At stake is a novel fund model where one share class of a mutual fund would be exchange-traded. It was patented by Vanguard over two decades ago, and helped the money manager save its clients billions on taxes. The blueprint ports the tax advantages of the ETF onto the mutual fund, and is a tantalizing prospect for asset managers that are seeing outflows and looking to break into the growing ETF industry. 

After Vanguard’s patent on the design expired in 2023, over 50 other asset managers asked the SEC for so-called “exemptive relief” to use the fund design. But it wasn’t until earlier this year, when SEC acting chair Mark Uyeda said the regulator should prioritize the applications, that it was clear the SEC would be interested in allowing other fund firms to use the model.

According to Hunt, the regulator has signaled that it will first approve a small subset of the applicants. 

‘Work to be done’

To be sure, an approval doesn’t mean that an issuer will be able to immediately begin using the fund blueprint. Because ETFs trade during market hours, they require different infrastructure than mutual funds, so firms that currently only have the latter structure will need to hire staff and form relationships with ETF market makers before they implement the dual-share class model. 

“Dimensional has sort of set the template for what that language looks like in the context of these filings. And by extension cleared the way for approval, which feels imminent now,” said Morningstar Inc.’s Ben Johnson. “But then once we arrive at approval, there’s still going to be work to be done.”

Mutual fund firms will need to prepare for shareholders who want to convert, tax-free, into the ETF share class, which would require some “plumbing” and structural changes, said Johnson.

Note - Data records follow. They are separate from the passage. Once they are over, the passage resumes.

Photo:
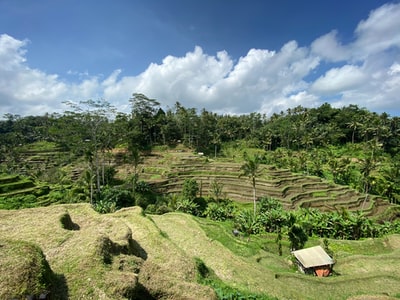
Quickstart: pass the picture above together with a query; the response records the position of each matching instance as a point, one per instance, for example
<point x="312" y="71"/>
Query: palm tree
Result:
<point x="251" y="169"/>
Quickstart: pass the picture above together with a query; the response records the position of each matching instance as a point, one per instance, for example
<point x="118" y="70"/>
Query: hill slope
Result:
<point x="126" y="255"/>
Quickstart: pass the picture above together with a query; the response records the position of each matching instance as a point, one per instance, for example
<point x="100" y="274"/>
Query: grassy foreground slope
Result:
<point x="126" y="255"/>
<point x="116" y="256"/>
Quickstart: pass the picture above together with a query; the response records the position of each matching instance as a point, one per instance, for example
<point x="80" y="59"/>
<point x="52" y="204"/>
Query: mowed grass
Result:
<point x="255" y="266"/>
<point x="90" y="259"/>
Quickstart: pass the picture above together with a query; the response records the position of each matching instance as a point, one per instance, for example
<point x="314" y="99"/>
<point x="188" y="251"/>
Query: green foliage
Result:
<point x="297" y="237"/>
<point x="248" y="223"/>
<point x="190" y="189"/>
<point x="220" y="211"/>
<point x="18" y="202"/>
<point x="207" y="276"/>
<point x="104" y="206"/>
<point x="187" y="206"/>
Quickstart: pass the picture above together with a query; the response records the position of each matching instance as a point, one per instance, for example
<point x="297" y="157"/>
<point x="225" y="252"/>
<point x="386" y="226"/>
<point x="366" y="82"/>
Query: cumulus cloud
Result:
<point x="365" y="71"/>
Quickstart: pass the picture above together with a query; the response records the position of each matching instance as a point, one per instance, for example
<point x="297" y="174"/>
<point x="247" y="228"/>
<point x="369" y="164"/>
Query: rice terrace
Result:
<point x="187" y="205"/>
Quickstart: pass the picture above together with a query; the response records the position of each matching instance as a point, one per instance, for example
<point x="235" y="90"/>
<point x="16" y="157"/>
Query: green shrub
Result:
<point x="220" y="211"/>
<point x="187" y="206"/>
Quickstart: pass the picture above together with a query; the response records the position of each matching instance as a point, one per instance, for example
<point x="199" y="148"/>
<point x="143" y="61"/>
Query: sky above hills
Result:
<point x="227" y="56"/>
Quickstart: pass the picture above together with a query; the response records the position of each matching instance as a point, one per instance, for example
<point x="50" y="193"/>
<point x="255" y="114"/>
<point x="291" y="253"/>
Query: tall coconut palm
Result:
<point x="251" y="169"/>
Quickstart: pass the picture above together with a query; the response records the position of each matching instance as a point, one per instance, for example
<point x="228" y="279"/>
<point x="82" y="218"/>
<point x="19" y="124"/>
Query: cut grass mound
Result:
<point x="115" y="256"/>
<point x="24" y="271"/>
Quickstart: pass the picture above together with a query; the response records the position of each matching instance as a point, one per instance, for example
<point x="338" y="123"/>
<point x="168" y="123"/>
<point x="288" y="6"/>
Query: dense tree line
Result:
<point x="301" y="139"/>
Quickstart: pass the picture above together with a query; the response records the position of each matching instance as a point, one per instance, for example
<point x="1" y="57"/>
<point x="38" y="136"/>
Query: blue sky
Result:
<point x="228" y="56"/>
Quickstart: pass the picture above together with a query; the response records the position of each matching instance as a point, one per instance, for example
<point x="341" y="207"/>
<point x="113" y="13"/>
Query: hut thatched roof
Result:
<point x="313" y="257"/>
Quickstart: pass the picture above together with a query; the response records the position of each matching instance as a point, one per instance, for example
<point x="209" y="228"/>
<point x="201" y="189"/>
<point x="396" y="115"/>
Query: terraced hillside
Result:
<point x="127" y="255"/>
<point x="168" y="171"/>
<point x="16" y="187"/>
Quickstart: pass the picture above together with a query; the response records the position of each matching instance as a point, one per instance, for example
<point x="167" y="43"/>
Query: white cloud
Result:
<point x="329" y="48"/>
<point x="339" y="80"/>
<point x="379" y="32"/>
<point x="366" y="72"/>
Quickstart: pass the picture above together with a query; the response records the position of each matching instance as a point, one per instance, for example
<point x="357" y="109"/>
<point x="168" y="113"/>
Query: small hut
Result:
<point x="314" y="260"/>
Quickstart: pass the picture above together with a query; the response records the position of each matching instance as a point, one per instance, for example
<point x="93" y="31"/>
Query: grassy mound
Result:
<point x="127" y="255"/>
<point x="24" y="270"/>
<point x="117" y="256"/>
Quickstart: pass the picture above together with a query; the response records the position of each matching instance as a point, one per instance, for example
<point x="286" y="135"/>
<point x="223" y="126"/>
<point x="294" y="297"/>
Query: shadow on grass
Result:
<point x="59" y="288"/>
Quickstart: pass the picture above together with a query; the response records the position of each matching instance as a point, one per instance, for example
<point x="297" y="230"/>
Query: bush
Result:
<point x="220" y="211"/>
<point x="187" y="206"/>
<point x="247" y="223"/>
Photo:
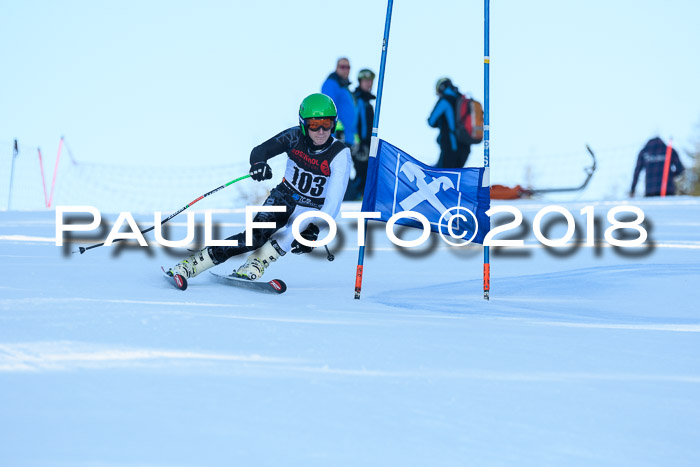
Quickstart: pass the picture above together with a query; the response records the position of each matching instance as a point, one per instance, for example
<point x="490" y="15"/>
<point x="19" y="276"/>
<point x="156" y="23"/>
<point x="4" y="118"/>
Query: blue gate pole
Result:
<point x="375" y="141"/>
<point x="15" y="151"/>
<point x="487" y="170"/>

Another point to consider is that mutual funds that have significant outflows may not be ripe for ETF share classes, as that could result in a tax hit, according to research from Bloomberg Intelligence. In 2009, a Vanguard multishare class fund was hit with a 14% capital-gains distribution after a massive shareholder redeemed its shares in the fund. Fund outflows can bring about a tax event when a mutual fund has to sell underlying holdings to meet redemptions. 

Mutual funds have largely bled assets in recent years as ETFs have grown in popularity. As a result, legacy asset managers have found themselves battling for a slice of the increasingly saturated ETF market, which now boasts over 4,000 U.S.-listed ETFs. SEC approval of the dual-share design could open the floodgates to thousands more funds.